Likes Received:: 9,877

Trophy Points:: 931

Maybe I don't know what I'm talking about, and likely the case, as I don't know much about SSD controllers, but I was just thinking about my old Windows Home Server. Maybe I'm not using all the proper terminology, but with it's system backup feature and Drive Extender it would use pointers for duplicate data on a block level. So if you were to have fresh installs of Windows 7 Pro on three PC's, each about 8GB, when you went to back them up, it wouldn't take 24GB (3x8GB), it would take not much more than 8GB because the files were all similar. It would make one copy, then generate a pointer to the same data for the other two backups.

It seems something similar could be incorporated into SSD controllers to reduce amount of data written to the SSD, as well as freeing up space.

Just an idea. Not that it matters, but seems like something like this could work.

HTWingNut, Mar 18, 2013

#1

MidnightSun Emodicon

Reputations:: 6,668

Messages:: 8,224

Likes Received:: 231

Trophy Points:: 231

Not an expert on this either, but what you're talking about seems to be akin to data compression?

MidnightSun, Mar 18, 2013

#2

Aeny Notebook Consultant

Reputations:: 110

Messages:: 169

Likes Received:: 93

Trophy Points:: 41

That would be very handy, imagine carrying 4x vhd's of virtual windows server installs around being 20GB each with just some settings different between them (e.g. testing stuff, school, ..) Taking a little over 20GB instead of 80GB. That would really save me some space!

I don't know how this would be different from compression but lets say I start changing stuff on one virtual machine then what would it do? write the difference to some sort of file? Then it needs some sort of database to keep track of all those files? I think it would get messy real fast, like Windows registry messy fast.

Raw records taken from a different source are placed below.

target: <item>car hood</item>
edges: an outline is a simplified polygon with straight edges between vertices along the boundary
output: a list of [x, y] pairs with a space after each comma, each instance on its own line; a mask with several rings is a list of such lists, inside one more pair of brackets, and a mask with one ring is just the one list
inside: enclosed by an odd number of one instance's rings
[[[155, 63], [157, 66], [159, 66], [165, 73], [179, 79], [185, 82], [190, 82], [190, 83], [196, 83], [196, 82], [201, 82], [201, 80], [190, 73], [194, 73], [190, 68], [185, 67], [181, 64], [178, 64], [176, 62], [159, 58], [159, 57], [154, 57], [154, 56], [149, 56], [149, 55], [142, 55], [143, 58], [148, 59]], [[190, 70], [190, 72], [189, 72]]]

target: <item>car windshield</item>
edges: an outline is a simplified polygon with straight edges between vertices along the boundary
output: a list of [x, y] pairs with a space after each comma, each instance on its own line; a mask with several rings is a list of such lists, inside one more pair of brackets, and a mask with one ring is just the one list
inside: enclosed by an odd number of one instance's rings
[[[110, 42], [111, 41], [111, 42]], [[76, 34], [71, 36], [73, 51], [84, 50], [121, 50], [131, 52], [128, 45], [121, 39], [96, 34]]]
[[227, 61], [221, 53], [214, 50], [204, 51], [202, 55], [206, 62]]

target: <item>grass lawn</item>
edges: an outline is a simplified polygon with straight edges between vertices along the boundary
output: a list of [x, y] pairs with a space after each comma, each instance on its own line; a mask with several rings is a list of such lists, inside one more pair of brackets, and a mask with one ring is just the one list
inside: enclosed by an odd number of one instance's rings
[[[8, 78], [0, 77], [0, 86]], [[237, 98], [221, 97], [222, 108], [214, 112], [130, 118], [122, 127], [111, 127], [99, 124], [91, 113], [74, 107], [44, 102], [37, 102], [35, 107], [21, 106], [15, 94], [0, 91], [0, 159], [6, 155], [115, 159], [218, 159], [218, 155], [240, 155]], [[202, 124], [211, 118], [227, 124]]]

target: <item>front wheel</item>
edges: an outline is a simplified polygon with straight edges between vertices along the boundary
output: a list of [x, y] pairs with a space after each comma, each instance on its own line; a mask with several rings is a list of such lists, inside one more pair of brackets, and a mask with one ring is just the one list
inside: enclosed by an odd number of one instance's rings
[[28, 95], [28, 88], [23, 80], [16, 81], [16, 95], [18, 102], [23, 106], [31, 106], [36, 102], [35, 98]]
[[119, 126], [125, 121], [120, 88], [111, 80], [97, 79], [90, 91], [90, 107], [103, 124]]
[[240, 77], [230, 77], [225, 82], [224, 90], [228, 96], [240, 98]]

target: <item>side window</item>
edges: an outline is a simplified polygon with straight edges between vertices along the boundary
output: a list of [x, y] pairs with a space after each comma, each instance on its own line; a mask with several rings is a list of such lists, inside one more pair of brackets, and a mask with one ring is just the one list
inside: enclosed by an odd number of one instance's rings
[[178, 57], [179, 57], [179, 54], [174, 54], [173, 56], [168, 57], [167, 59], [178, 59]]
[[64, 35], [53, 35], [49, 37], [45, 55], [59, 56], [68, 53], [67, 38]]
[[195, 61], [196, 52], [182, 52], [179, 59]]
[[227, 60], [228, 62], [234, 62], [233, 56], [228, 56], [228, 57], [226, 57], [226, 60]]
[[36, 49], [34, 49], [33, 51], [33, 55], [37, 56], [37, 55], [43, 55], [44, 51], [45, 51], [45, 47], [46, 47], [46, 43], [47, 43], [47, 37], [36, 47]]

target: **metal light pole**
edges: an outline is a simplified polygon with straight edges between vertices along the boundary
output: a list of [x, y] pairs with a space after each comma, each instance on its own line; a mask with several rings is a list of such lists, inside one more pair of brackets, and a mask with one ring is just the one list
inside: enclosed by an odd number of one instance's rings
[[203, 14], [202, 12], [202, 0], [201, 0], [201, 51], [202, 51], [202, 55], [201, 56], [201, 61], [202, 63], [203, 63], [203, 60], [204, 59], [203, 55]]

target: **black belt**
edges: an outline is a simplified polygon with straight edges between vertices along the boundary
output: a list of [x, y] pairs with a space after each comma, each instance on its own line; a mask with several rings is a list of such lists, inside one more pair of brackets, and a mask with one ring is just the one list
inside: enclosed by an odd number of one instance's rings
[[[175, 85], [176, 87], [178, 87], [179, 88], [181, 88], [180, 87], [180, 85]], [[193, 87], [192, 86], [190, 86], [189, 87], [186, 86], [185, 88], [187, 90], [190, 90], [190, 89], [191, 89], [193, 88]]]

Doesn't Microsoft does something similar with it's RAM since Windows 8..? Where similar processes can use 'pointers', for example 2x iexplore with no open windows would theoretically have the exact same content in RAM.

~Aeny

Aeny, Mar 18, 2013

#3

HTWingNut Potato

Reputations:: 21,580

Messages:: 35,370

Likes Received:: 9,877

Trophy Points:: 931

MidnightSun said: ↑

Not an expert on this either, but what you're talking about seems to be akin to data compression?

Click to expand...

No, it's not compression. It's different. If you were to compress two similar sets of 20GB files down to 10GB, with this method you could copy both compressed files to the SSD and it wouldn't take more than 10GB total because the contents are nearly identical. It would just place pointers to where to pull the data from on the SSD.

Compression just looks for patterns and spaces and stacks them together. The pointer basically looks at each block of data as an entity, and can reconstruct data from those blocks. It does this somewhat already by storing where the data is held. All they would have to do is change it to examine incoming data and just point to a block with the same data/hash.

Aeny said: ↑

That would be very handy, imagine carrying 4x vhd's of virtual windows server installs around being 20GB each with just some settings different between them (e.g. testing stuff, school, ..) Taking a little over 20GB instead of 80GB. That would really save me some space!

Click to expand...

Yes exactly. That's what I'm talking about.

I don't know how this would be different from compression but lets say I start changing stuff on one virtual machine then what would it do? write the difference to some sort of file? Then it needs some sort of database to keep track of all those files? I think it would get messy real fast, like Windows registry messy fast.

Click to expand...

It'd just be a little more complex than a standard file table. using something like hash values or something.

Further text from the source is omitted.